Our friends Seiji and Yayoi invited us to their family house in Kyoto for New Years. New Years is special to the Japanese as it is linked to a northeast-Asian lunar calendar event, known in Japan as 正月 Shogatsu held traditionally in February. Although since the Meiji era's modernization program Japan is out of step with the rest of Asia and celebrates New Years with the European Gregorian calendar. However the event has retained many of its traditional aspects and we were more than happy to have it coincide with our New Years.
During this holiday the Japanese eat only preserved foods in bento boxes, known as osechi-ryori お節料理. These sets include slightly sour preserved vegetables, mashed sweet potato/chesnut paste, rubbery fish cakes, boiled seaweed and sweet black soybeans. Most of the reasoning for this comes from the fact that Japanese people are too busy cleaning for New Years (a must do for everyone, and I mean CLEANING EVERYTHING) to cook and their tradition of not being able to shop during the New Years period (especially in the days before refrigeration) so everything keeps for a while. There are many specificities and special days during the shogatsu period but we got to witness the most important ones at our friends`place in Kyoto.
New Years is a bit strange in Japan as they all seem to watch the same television program called kohaku each new years, which we were obliged to watch. Look up "Enka" and "J-Pop" on you tube if you want to see what it is like, neither of us were fans of it at all. I was a fan of the family pilgrimage to temples and shrines for new years wishing and cleansing, the highlights of which were a wooden stilt temple named Kiyomizu-dera, built only with joist-work and no nails, and the ringing of the second largest bell in Japan (fourth heaviest in the world) at Chion-in temple. The bell ringing was interesting as Japanese buddhism has the year rung in with 108 clangs of their massive bells at each temple to chant down the 108 evil intentions man may have in their ontology. The Chion-in bell required 17 monks to pull the hammer back to ring the bell each time! Needless to say multitudes had gathered and the bell was very loud, but I do not think my evil intentions were hampered by the bell.

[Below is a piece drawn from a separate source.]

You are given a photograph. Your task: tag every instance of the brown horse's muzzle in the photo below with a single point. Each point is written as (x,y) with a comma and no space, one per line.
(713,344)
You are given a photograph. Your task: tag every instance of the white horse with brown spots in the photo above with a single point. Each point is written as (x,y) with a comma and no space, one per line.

Seiji and clan were most hospitable, at least as hospitable as the Japanese can be, letting us stay for 3 days right in the middle of family ritual and visiting relatives. The house was amazing! It is located in central Gion district, the geisha area of Japan to you laymen, and at 100 years old and wooden construction it was an amazing place to be nonetheless stay in. From our bedroom you could see an incredible 5 storey pagoda and a large temple in the distance. The house also featured a bathroom made of wood that opened onto a traditional garden which was expertly carved out from a sliver of land surrounding the bathing area. Needless to say, this was the Japan of legends and it was the perfect place to ring in the New Year and our start in Japan.
Seiji showed us some of the most amazing temples, shrines and streetscapes we had seen in Japan as of yet. Much of it was wooden as this is the choice building material in Japan. Much of it was also made of hideous concrete and polyfill walls, it seems there is no halfway in Japan, they either do it up to the nines or just build an area with no care for aesthetics or public access. Kyoto is odd this way, you can be on an amazing street full of shops and culture, smiling people and the odd Geisha or Maiko and then around the corner sprung onto one of the most hideous factory ridden, wire strung, eroding rusty building, concrete covered river districts you have witnessed. Anyhow, this all made the place more interesting to me as I hate smoothed over tourist trap towns or towns that are ALL concrete such as Tokyo.